FIGURE 10–5 The four main varieties of tracheoesophageal fistula (TEF). Possible directions of the flow of the contents are indicated by arrows. Esophageal atresia, as illustrated in A, is associated with TEF in more than 85% of cases. B, Fistula between the trachea and esophagus. C, Air cannot enter the distal esophagus and stomach. D, Air can enter the distal esophagus and stomach, and the esophageal and gastric contents may enter the trachea and lungs.
FIGURE 10–6 A, Tracheoesophageal fistula (TEF) in a 17-week male fetus. The upper esophageal segment ends blindly (pointer). B, Contrast radiograph of a neonate with TEF. Note the communication (arrow) between the esophagus (E) and trachea ( T ). C, Radiograph of esophageal atresia and trachea-esophageal fistula. The blind proximal esophageal sac is clearly visible. Note the air present in the distal GI tract indicating the presence of the tracheo-esophageal fistula. An umbilical venous catheter can also been seen.
(A, From Kalousek DK, Fitch N, Paradice B: Pathology of the Human Embryo and Previable Fetus. New York, Springer-Verlag, 1990. B, Courtesy of Dr. Prem S. Sahni, formerly of the Department of Radiology, Children’s Hospital, Winnipeg, Manitoba, Canada. C, Courtesy of Dr. J.V. Been and Dr. M.J. Schuurman, Department of Pediatrics, and Dr. S.G. Robben, Department of Radiology, Maastricht University Medical Centre, Maastricht, Netherlands.)

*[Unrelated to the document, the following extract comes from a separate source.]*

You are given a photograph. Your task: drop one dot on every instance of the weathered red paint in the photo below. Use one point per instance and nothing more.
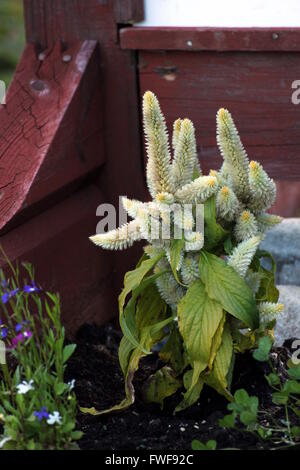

TEF is the most common anomaly of the lower respiratory tract. Four main varieties of TEF may develop (see Fig. 10-5). The usual anomaly is for the superior part of the esophagus to end blindly (esophageal atresia) and for the inferior part to join the trachea near its bifurcation (see Figs. 10-5A and 10-6). Other varieties of this anomaly are illustrated in Figure 10-5B to D. Infants with the common type of TEF and esophageal atresia cannot swallow, so they frequently drool saliva at rest and immediately regurgitate milk when fed. Gastric and intestinal contents may also reflux from the stomach through the fistula into the trachea and lungs. This refluxed acid, and in some cases bile, can cause pneumonitis (inflammation of the lungs) leading to respiratory compromise. Polyhydramnios (see Chapter 7) is often associated with esophageal atresia. The excess amniotic fluid develops because fluid cannot pass to the stomach and intestines for absorption and subsequent transfer through the placenta to the mother’s blood for disposal.
Laryngotracheoesophageal Cleft
Uncommonly, the larynx and upper trachea may fail to separate completely from the esophagus. This results in a persistent connection of variable lengths between these normally separated structures. Symptoms of this congenital anomaly are similar to those of tracheoesophageal fistula because of aspiration into the lungs, but aphonia (absence of voice) is a distinguishing feature.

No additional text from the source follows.